James L. Evans|
To be or not to be tax exempt
All Saints Episcopal Church in Pasadena, Calif., is in hot water with the IRS. On Oct. 31, 2004 — the Sunday before Election Day last year — the former rector of the church, the Rev. George F. Regas, preached a vigorous anti-war sermon.
During the sermon, Regas asked congregants to imagine what a debate between President Bush, Sen. John Kerry and Jesus might look like. Jesus, Regas stated, would most certainly have harsh words for the war on terror in general, and the war in Iraq in particular. He also went on to say that Jesus was not too keen on tax cuts for the rich and gutting programs that help the poor.
The Los Angeles Times carried a story about the sermon that characterized the message as "a searing indictment of the Bush administration's policies in Iraq." The proximity of the sermon to the November 2004 presidential election prompted the IRS to send a letter to the congregation warning that its tax exempt status may be in jeopardy because of political activity. According to law, nonprofits are prohibited from engaging in excessive or partisan political activity.
While it is unlikely the IRS will actually revoke the church's tax exempt status, the incident does raise concerns for churches that have a political bent — on the left and on the right. Faith communities have typically had the right to "speak the truth to power," so long as they do not make lobbying a full-time preoccupation and do not have a "vote for" whomever sign on the church marquee out front.
All Saints seems to be within these boundaries, but in the heat of a political season, sometimes things seem to be more than they really are.
On the other hand, there is nothing particularly sacred about being tax exempt. The two main types of tax exemption — property tax and income tax — are both vestiges of a time when Christianity was the official religion of the colonies. During that period, established congregations were funded by tax revenues, and even ministers were on the city payroll.
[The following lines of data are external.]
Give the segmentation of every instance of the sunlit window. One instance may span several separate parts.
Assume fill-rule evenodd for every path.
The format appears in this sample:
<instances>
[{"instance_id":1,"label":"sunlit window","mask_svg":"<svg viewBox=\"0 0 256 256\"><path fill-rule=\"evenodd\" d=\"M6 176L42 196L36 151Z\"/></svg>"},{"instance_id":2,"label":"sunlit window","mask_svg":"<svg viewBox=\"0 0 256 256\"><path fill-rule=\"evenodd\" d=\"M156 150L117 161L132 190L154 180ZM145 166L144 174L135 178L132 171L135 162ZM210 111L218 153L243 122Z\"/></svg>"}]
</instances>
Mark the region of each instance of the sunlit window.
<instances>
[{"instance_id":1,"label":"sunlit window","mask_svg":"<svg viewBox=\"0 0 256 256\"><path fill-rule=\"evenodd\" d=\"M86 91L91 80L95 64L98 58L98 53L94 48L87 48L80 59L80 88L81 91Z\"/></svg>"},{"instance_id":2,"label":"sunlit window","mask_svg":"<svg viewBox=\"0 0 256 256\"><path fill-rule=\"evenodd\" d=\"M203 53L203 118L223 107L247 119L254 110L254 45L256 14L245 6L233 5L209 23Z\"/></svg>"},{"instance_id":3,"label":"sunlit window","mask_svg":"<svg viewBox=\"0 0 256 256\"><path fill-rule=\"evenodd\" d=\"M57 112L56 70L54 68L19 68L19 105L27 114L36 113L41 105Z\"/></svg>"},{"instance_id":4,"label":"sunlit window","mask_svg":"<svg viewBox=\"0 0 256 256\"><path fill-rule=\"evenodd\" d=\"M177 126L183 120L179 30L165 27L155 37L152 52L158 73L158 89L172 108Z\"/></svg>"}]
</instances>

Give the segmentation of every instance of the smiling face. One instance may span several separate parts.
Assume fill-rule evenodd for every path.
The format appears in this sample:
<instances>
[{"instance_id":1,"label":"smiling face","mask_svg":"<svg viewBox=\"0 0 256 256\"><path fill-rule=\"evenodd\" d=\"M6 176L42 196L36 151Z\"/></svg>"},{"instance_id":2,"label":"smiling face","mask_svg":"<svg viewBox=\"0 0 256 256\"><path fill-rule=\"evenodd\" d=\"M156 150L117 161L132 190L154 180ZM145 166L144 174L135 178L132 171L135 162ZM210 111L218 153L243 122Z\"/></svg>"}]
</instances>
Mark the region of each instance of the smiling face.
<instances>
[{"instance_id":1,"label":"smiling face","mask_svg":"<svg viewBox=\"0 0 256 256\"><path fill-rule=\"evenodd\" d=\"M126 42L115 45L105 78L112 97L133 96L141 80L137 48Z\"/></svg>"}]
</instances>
And, of course, church property was tax exempt because the state does not tax itself.
The ratification of the U.S. Constitution, however, brought about a separation of church and state. Congregations and ministers were no longer funded with tax revenues. But with a nod toward the role that churches play in the community, the practice of exempting church property from taxes continued.
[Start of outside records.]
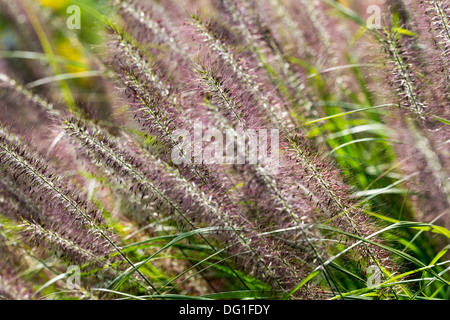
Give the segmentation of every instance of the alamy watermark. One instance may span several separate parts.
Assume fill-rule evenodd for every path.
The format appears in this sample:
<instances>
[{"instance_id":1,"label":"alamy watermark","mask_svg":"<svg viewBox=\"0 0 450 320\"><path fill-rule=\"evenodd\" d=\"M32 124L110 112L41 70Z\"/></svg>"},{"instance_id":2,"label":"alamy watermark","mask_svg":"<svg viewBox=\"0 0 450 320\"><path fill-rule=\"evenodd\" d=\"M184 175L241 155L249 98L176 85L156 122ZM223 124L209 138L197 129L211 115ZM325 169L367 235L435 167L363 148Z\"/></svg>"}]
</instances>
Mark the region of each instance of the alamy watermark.
<instances>
[{"instance_id":1,"label":"alamy watermark","mask_svg":"<svg viewBox=\"0 0 450 320\"><path fill-rule=\"evenodd\" d=\"M66 12L70 14L67 18L67 28L70 30L81 29L81 9L77 5L67 7Z\"/></svg>"},{"instance_id":2,"label":"alamy watermark","mask_svg":"<svg viewBox=\"0 0 450 320\"><path fill-rule=\"evenodd\" d=\"M381 8L377 5L371 5L367 8L367 13L371 14L367 19L367 28L381 29Z\"/></svg>"},{"instance_id":3,"label":"alamy watermark","mask_svg":"<svg viewBox=\"0 0 450 320\"><path fill-rule=\"evenodd\" d=\"M178 144L172 149L172 161L180 164L259 165L265 174L279 169L280 132L278 129L204 128L195 123L193 130L175 130Z\"/></svg>"}]
</instances>

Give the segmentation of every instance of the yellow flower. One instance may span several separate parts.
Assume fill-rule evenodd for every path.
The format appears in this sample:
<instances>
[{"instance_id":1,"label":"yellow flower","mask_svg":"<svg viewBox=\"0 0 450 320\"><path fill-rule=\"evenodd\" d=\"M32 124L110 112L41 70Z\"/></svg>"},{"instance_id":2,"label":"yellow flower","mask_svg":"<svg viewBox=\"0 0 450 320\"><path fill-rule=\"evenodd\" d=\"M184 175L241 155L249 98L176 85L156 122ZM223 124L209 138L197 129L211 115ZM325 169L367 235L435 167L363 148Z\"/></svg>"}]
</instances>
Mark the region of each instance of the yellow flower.
<instances>
[{"instance_id":1,"label":"yellow flower","mask_svg":"<svg viewBox=\"0 0 450 320\"><path fill-rule=\"evenodd\" d=\"M50 7L55 10L59 10L64 6L67 6L67 0L39 0L44 7Z\"/></svg>"},{"instance_id":2,"label":"yellow flower","mask_svg":"<svg viewBox=\"0 0 450 320\"><path fill-rule=\"evenodd\" d=\"M69 39L61 40L56 45L56 54L62 57L65 57L69 60L76 61L85 65L89 65L89 60L86 58L83 52L83 48L76 43L72 43ZM88 71L89 68L76 66L76 65L66 65L65 71L68 73L78 73ZM90 78L80 78L77 79L77 82L81 85L89 85L91 84L92 79Z\"/></svg>"}]
</instances>

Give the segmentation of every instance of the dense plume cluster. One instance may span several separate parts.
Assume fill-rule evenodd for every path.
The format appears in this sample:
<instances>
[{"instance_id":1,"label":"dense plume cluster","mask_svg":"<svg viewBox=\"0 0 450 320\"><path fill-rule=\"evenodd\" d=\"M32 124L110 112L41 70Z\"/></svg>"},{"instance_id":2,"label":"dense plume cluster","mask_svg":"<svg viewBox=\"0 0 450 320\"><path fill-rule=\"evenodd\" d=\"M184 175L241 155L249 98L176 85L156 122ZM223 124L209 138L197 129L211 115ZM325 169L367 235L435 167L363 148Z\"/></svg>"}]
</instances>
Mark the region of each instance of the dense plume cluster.
<instances>
[{"instance_id":1,"label":"dense plume cluster","mask_svg":"<svg viewBox=\"0 0 450 320\"><path fill-rule=\"evenodd\" d=\"M0 225L0 264L8 261L9 268L0 271L0 297L39 297L14 280L12 269L24 268L25 256L49 252L63 263L47 272L76 264L92 277L75 293L82 298L103 297L90 291L99 282L108 290L160 295L178 278L184 279L180 284L193 282L187 275L193 270L203 285L214 287L203 262L234 274L247 290L260 281L277 298L342 296L342 274L364 287L369 266L382 280L399 272L377 233L382 226L370 216L371 204L355 197L354 181L333 158L335 150L307 131L316 119L335 117L327 103L351 104L347 97L358 96L352 90L371 76L353 70L356 64L345 66L350 58L341 48L364 26L331 16L342 5L329 2L114 1L117 17L102 17L107 43L95 58L104 71L99 81L115 88L106 116L76 103L65 107L68 94L27 87L26 75L0 60L0 223L5 239L13 234L8 241L20 243L11 249ZM417 219L439 217L445 224L449 3L399 2L402 21L361 37L384 65L383 75L377 72L390 89L374 87L374 95L395 105L382 121L403 142L395 151L400 171L411 177L412 202L422 212ZM6 0L0 8L5 19L24 10ZM391 21L393 9L383 9L383 19ZM23 24L33 34L36 21ZM22 113L23 123L41 124L24 128L17 119ZM195 161L212 141L200 148L184 141L208 136L211 128L236 139L230 146L219 134L214 142L244 159L259 142L255 134L275 130L276 147L274 137L273 148L263 147L277 154L276 173L258 161ZM216 157L224 159L220 152ZM100 191L90 189L92 181L102 185ZM191 233L196 242L175 248L184 240L176 232ZM177 267L187 271L163 286L163 272L155 270L168 268L156 259L165 248L151 244L167 239L177 240L172 253L184 257L185 265ZM132 250L143 244L148 246ZM187 253L192 247L210 256L196 263ZM311 274L320 276L303 283ZM387 286L383 292L396 290Z\"/></svg>"}]
</instances>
The other major exemption churches enjoy, exemption from income tax, is governed by the IRS code, section 501(c)(3). But most churches have never actually filed for this exemption; they were "grandfathered" in as the law was expanded to make room for nonprofits other than churches.
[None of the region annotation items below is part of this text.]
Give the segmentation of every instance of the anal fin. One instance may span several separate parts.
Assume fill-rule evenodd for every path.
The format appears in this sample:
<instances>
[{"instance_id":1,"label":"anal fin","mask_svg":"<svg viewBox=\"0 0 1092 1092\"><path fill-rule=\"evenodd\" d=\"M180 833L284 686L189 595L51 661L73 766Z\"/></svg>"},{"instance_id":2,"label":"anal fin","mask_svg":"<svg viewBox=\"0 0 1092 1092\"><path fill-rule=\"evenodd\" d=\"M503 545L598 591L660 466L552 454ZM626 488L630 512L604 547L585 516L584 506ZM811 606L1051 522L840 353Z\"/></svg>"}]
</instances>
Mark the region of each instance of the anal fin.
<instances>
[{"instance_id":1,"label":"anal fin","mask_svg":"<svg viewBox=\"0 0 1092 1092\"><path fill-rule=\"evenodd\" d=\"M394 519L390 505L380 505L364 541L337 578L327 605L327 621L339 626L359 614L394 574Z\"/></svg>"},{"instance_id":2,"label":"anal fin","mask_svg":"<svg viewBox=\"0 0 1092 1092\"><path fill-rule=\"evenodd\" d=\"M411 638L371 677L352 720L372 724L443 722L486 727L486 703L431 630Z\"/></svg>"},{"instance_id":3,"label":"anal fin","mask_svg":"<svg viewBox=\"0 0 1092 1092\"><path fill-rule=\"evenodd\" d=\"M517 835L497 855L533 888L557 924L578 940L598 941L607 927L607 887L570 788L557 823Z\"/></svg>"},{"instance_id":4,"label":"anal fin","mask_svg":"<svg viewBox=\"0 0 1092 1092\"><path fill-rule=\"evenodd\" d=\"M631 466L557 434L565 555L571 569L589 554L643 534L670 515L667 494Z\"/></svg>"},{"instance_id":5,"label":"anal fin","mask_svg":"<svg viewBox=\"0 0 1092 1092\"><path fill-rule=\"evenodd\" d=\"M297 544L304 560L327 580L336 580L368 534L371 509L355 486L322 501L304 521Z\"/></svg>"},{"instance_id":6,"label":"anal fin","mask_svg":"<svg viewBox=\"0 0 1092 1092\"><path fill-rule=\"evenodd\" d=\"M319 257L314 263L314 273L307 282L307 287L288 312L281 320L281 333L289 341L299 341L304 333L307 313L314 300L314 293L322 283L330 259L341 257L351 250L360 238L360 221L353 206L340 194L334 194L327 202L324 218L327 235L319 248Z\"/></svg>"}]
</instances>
All of which is to say, if local congregations find the privilege of tax exemption is hindering their ability to speak to the powers that be, then simply give up their tax exempt status and say whatever they want. Jesus never said that the church should be free from paying taxes. In fact, he said "render unto Caesar what belongs to Caesar."
And if what Caesar needs from the church is a stern reminder of who God is and what God expects from the powers that be, and if the price for speaking that message is the loss of tax exemption, then it is a small price to pay for being faithful to our calling.